Referencing gff attributes

Gene, transcript and translation [_STABLE_IDS], [_NAMES] and [_DESCRIPTIONS] can be set based on any attributes of a feature or related feature within a .gff file by following specific syntactic conventions in the .ini file.

Given a basic .gff:

scaffold1	.	gene	1389	2804	.	+	.	ID=gene1;Name=Eg00001
scaffold1	.	mRNA	1389	2804	.	+	.	ID=mrna1;Parent=gene1;Name=Eg00001-RA
scaffold1	.	CDS	1389	1571	.	+	0	ID=cds1;Parent=mrna1;Name=Eg00001-PA
scaffold1	.	CDS	1881	2054	.	+	0	ID=cds1;Parent=mrna1;Name=Eg00001-PA
scaffold1	.	CDS	2657	2804	.	+	2	ID=cds1;Parent=mrna1;Name=Eg00001-PA
scaffold1	.	exon	1389	1571	.	+	.	ID=exon1;Parent=mrna1
scaffold1	.	exon	1881	2054	.	+	.	ID=exon1;Parent=mrna1
scaffold1	.	exon	2321	2469	.	+	.	ID=exon1;Parent=mrna1

There is no information here for [_NAMES] (i.e. synonyms) or [_DESCRIPTIONS] and the [_STABLE_IDS] in each case should use the corresponding Name attribute:

[GENE_STABLE_IDS]
  GFF = [ gene->Name /(.+)/ ]
[TRANSCRIPT_STABLE_IDS]
  GFF = [ mRNA->Name /(.+)/ ]
[TRANSLATION_STABLE_IDS]
  GFF = [ CDS->Name /(.+)/ ]

Nested feature types

When .gff is parsed, each gene is processed separately. While processing a gene, the script has access to all nested features of that gene, and similarly for transcripts, the script has access to the parent gene and nested features of the transcript, but not to alternate transcripts. Translations are processed at the level of the associated transcript.

[GENE_STABLE_IDS]
    GFF = [ gene->Name /(.+)/ ]
    GFF = [ mRNA->Name /(.+)/ /-RA// ]
    GFF = [ CDS->Name /(.+)/ /-PA// ]
[TRANSCRIPT_STABLE_IDS]
    GFF = [ mRNA->Name /(.+)/ ]
    GFF = [ gene->Name /(.+)/ /(.+)/$1-PA/ ]
    GFF = [ CDS->Name /(.+)/ /-PA/-RA/ ]
[TRANSLATION_STABLE_IDS]
    GFF = [ CDS->Name /(.+)/ ]
    GFF = [ gene->Name /(.+)/ /(.+)/$1-PA/ ]
    GFF = [ mRNA->Name /(.+)/ /-RA/-PA/ ]

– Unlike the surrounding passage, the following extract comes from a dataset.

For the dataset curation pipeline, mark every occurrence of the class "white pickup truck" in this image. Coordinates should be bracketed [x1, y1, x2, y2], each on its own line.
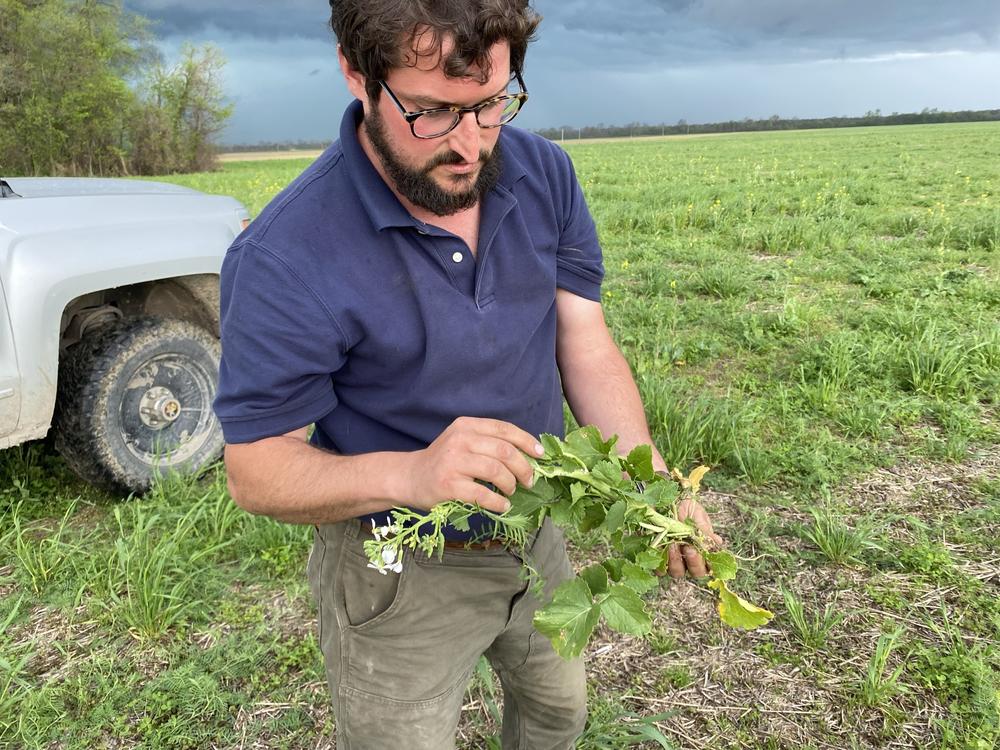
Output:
[0, 176, 249, 494]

are all valid (optionally using Match and replace to extract the same string each case)

The SELF keyword

  • The keyword SELF will always refer to the current gene/transcript feature.

  • [GENE_STABLE_IDS]
        GFF = [ gene->Name /(.+)/ ]
        GFF = [ SELF->Name /(.+)/ ]
    
  are equivalent ways of referring to the same ``gene`` attribute.  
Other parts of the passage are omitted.